A strong answer names the assumption and how reality challenged it. For example, “I assumed working harder would fix the problem, but it mostly led to burnout”, “I thought this goal would motivate me, but it drained me instead”, or “I believed I had to wait for certainty before acting, and that kept me stuck”. The value comes from updating your mental model. Seeing where your assumptions broke down reduces the chance of building the next year on the same faulty premises.
Reflect on how much of your life has been spent in each of these stages: struggling, coping, and flourishing. Have there been long periods where you’ve felt overwhelmed and stuck in survival mode, just managing to get by? How much of your life has been about coping, keeping things together, but not necessarily thriving?
Now think about the times when you’ve truly flourished—when everything felt aligned, fulfilling, and you were making meaningful progress. Where do you stand right now? Is coping enough, or do you want more moments of flourishing?

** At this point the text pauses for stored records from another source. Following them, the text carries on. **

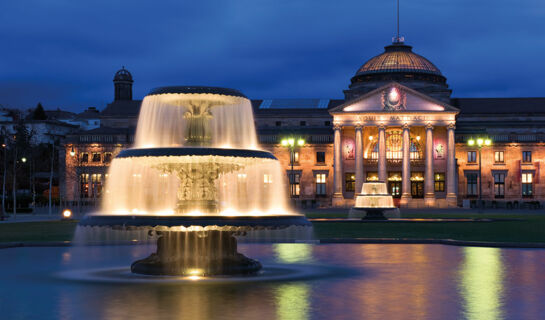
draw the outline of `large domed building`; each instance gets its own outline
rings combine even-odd
[[[365,62],[344,94],[347,100],[354,99],[391,81],[444,102],[450,100],[452,91],[439,68],[401,41],[384,47],[383,53]]]

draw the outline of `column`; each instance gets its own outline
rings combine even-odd
[[[355,193],[361,192],[363,184],[363,127],[356,125],[356,190]]]
[[[411,138],[409,125],[403,126],[403,163],[401,172],[400,205],[406,206],[411,199]]]
[[[386,172],[386,127],[378,127],[378,179],[387,182],[388,174]]]
[[[334,151],[334,164],[333,164],[333,204],[335,205],[335,198],[342,199],[343,197],[343,179],[342,179],[342,146],[341,146],[341,126],[335,125],[333,147]]]
[[[456,196],[456,152],[454,141],[454,123],[447,126],[447,204],[449,207],[456,207],[458,204]]]
[[[427,207],[435,205],[435,190],[433,179],[433,126],[426,126],[426,170],[424,172],[424,204]]]

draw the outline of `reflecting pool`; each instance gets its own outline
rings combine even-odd
[[[282,281],[108,283],[152,246],[0,250],[1,319],[539,319],[545,250],[402,244],[241,244],[265,266],[327,268]],[[127,271],[127,273],[130,273]]]

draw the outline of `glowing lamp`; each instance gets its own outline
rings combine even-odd
[[[70,209],[64,209],[62,211],[62,219],[69,220],[72,218],[72,211]]]

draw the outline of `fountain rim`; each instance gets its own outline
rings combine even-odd
[[[161,95],[161,94],[219,94],[224,96],[233,96],[246,98],[242,92],[222,87],[208,87],[208,86],[165,86],[152,89],[147,95]]]
[[[207,148],[207,147],[160,147],[131,148],[122,150],[116,158],[138,157],[176,157],[176,156],[220,156],[240,158],[261,158],[278,160],[272,153],[264,150]]]
[[[249,229],[283,229],[290,226],[310,227],[303,215],[271,216],[154,216],[154,215],[86,215],[78,223],[84,227],[243,227]]]

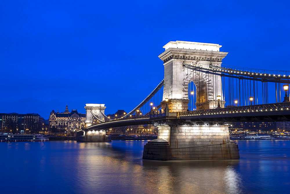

Consider how simplifying your life might bring more opportunities to flourish. What if, instead of adding more tasks, goals, and responsibilities, you focused on bringing higher quality to the things that matter most? Simplifying could help shift you from merely coping to thriving in the areas that bring you the most satisfaction.
(3/3)
Take a hard look at what you're doing with your life right now. If you continue on this path for another 20 years, what will you have to sacrifice? Will you be giving up your dreams, your passions, or even your happiness? Picture yourself looking back after all that time - how will you feel knowing you’ve spent decades doing something that doesn’t fulfil you?
Ask yourself what’s holding you back. If it’s not a matter of timing or circumstance, then it’s likely fear. Fear of failure, fear of change, or fear of the unknown. But think about the cost of staying still. How many opportunities will you miss by not taking action? Most mistakes can be fixed, but time can’t be recovered. The key to moving forward is to start taking action, however small, and make that your habit.
If you had died yesterday, what would you regret the most? Would it be unfulfilled dreams, missed opportunities to express love, or not pursuing passions that mattered to you? Perhaps it's something you always wanted to say or do but kept putting off, or maybe it's time you wished you had spent differently - more time with your family, or focusing on things that brought you true joy.
Reflect on what comes to mind first. This might give you a powerful clue about what truly matters to you and what changes you could make now to avoid future regrets. It’s a chance to refocus your priorities and start living in alignment with what’s most important to you.
Think about the habits or routines you’ve developed this year that have had a positive impact on your life. Maybe you’ve started a consistent morning routine, dedicated more time to exercise, made space for mindfulness, or improved your time management.
Consider how these habits have benefited you - whether it’s increased productivity, better mental or physical health, or simply more balance in your life. Now, reflect on which of these habits you’d like to carry forward into the next year, and how you can ensure they remain a core part of your daily or weekly routine.
Consider the possibility that everything in your life might be fine and complete just as it is. You might be wired to constantly seek more, always chasing the next achievement or improvement, which can leave you in a cycle of feeling perpetually unfulfilled.
What if you allowed yourself to be content with what you already have? Reflect on the idea that happiness might not come from getting more, but from appreciating the life you’ve built. Could it be that you’re already in a place where you have enough to be satisfied and happy? Shifting your mindset to embrace contentment could bring a sense of peace and fulfilment, even without striving for more.